Asteroid Apophis To Pass Within 19,000 Miles of Earth in 2029

Asteroid Apophis

Asteroid 99942 Apophis will pass within 19,000 miles of the Earth’s surface on April 13, 2029, which is closer than some satellites currently orbiting our planet. Furthermore, the huge 1,500 feet long and 550 feet wide asteroid will appear as bright as the stars in Ursa Minor in the northern skies.

A Rare Occurrence

Asteroid Apophis is named after the ancient Egyptian deity of chaos, darkness and destruction. As such, he was also the arch enemy of the sun god Ra. If this is all beginning to sound ominous, worry not. On average, an asteroid the size of Apophis is only be expected to collide with the Earth every 80,000 years or so. Furthermore, there is only a slight 2.7% possibility that it would strike the Earth in April of 2029, according to NASA.

Possible Impact of Asteroid Apophis Collision

The asteroid is bigger than an aircraft carrier, which is hardly a world-destroying size. Nevertheless, it could certainly do some major damage if it did impact the Earth, and could obliterate a city.

To put its potential destructive force into perspective, the 1908 Tunguska event is believed to have involved a comet or dense asteroid that was between 200 and 620 feet (60-190 meters). That object is significantly smaller than 99942 Apophis. Nonetheless, it still managed to knock down 80 million trees over a 2,150 km2 (830 sq mile) area.

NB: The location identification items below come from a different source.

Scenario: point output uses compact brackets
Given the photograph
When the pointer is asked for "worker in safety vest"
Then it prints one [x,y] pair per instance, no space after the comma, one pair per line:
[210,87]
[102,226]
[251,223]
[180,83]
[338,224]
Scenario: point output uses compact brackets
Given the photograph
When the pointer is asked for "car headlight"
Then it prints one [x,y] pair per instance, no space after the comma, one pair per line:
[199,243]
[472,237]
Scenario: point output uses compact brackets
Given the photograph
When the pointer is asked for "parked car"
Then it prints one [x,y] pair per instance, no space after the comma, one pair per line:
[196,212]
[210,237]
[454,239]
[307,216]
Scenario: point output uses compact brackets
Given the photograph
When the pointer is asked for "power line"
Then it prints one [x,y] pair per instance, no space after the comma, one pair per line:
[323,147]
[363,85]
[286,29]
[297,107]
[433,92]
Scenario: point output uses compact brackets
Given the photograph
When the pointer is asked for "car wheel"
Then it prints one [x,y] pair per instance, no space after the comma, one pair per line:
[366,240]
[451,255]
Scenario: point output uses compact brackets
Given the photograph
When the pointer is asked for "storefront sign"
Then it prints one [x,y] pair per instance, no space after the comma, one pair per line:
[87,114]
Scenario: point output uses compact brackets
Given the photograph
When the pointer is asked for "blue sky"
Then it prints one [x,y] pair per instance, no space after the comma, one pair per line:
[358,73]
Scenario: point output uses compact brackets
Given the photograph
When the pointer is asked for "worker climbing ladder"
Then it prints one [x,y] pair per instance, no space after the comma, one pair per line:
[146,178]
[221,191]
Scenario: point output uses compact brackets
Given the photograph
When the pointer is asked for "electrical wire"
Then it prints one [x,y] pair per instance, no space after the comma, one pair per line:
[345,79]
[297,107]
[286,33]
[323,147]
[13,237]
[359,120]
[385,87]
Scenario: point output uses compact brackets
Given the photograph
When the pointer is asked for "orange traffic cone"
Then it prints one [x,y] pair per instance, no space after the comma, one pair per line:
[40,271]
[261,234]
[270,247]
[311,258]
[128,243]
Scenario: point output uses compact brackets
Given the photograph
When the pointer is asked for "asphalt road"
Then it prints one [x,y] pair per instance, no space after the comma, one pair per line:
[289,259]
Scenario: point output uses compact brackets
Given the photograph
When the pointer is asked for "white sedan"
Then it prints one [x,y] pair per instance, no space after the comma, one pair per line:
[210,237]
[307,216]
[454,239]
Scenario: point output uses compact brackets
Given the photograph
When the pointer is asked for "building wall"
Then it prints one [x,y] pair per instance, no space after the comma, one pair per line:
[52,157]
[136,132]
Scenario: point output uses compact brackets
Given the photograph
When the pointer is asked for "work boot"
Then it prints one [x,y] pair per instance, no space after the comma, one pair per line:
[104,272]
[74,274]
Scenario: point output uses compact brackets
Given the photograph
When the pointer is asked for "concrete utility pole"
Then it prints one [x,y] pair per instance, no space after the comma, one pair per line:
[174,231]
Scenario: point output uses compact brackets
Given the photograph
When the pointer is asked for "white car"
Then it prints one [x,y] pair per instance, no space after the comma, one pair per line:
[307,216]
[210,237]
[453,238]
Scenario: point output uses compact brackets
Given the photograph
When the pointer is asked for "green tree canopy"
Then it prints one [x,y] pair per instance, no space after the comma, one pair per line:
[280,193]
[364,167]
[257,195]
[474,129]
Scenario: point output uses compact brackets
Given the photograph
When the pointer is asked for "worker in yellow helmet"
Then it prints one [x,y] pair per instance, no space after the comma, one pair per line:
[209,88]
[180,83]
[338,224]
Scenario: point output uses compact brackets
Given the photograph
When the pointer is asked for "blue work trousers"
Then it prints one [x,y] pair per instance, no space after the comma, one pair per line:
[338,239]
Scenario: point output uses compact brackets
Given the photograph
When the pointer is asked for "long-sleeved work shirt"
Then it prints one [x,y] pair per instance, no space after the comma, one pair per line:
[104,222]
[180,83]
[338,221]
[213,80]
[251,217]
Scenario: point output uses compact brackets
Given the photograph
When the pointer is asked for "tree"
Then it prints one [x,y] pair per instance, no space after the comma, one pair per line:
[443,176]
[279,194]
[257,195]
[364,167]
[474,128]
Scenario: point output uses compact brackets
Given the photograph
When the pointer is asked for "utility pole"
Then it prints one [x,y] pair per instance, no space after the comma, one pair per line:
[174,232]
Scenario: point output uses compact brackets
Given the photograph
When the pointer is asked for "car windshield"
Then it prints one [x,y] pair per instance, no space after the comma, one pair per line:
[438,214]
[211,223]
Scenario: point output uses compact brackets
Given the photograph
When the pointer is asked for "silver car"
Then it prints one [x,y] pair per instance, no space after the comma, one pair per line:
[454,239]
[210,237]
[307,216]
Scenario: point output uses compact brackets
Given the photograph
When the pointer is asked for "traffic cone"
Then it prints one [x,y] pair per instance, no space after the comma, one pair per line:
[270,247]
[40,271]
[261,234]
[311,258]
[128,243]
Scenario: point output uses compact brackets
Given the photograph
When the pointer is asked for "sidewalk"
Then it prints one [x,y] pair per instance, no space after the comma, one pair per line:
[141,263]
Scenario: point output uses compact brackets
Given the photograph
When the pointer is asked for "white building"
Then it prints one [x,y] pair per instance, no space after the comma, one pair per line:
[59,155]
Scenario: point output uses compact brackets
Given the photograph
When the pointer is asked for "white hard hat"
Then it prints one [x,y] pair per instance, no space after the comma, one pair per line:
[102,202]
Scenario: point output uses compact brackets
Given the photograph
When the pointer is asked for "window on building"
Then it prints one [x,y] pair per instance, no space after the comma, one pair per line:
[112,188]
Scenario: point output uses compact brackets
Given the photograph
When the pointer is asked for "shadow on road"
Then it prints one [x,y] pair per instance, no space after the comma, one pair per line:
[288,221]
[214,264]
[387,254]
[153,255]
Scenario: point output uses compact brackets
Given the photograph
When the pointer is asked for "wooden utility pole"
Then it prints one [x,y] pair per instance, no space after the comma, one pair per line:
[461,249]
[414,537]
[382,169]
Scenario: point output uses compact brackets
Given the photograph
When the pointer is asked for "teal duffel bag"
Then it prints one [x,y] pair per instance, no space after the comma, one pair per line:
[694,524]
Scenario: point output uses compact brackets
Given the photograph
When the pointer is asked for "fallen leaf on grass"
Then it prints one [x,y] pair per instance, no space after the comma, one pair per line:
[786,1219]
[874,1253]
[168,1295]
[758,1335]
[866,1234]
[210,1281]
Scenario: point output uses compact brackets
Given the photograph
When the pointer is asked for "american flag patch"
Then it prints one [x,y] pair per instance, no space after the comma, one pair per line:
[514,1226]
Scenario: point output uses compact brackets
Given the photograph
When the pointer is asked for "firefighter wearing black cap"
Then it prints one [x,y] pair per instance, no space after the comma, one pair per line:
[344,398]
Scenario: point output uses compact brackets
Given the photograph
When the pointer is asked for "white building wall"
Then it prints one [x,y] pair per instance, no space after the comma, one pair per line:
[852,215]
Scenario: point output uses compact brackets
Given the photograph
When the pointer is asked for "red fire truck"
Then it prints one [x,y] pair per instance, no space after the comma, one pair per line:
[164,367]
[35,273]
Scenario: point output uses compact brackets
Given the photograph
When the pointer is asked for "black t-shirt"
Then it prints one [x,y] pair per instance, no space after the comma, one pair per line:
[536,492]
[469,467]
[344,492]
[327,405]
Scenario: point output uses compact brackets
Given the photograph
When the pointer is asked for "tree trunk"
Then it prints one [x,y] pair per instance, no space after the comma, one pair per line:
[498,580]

Opportunity For Observation

Instead of 99942 Apophis wreaking havoc on Earth, however, scientists are welcoming this near-Earth asteroid’s appearance as an invaluable opportunity to observe it using optical and radar telescopes and to gain a better understanding of its orbit. This could also help prepare our planet for a time when the asteroid may pass closer to Earth many decades from now. Commenting upon the asteroid’s approach, Paul Chodas, director of JPL’s Center for Near Earth Objects Studies, explains:

“Apophis is a representative of about 2,000 currently known Potentially Hazardous Asteroids. By observing Apophis during its 2029 flyby, we will gain important scientific knowledge that could one day be used for planetary defense.”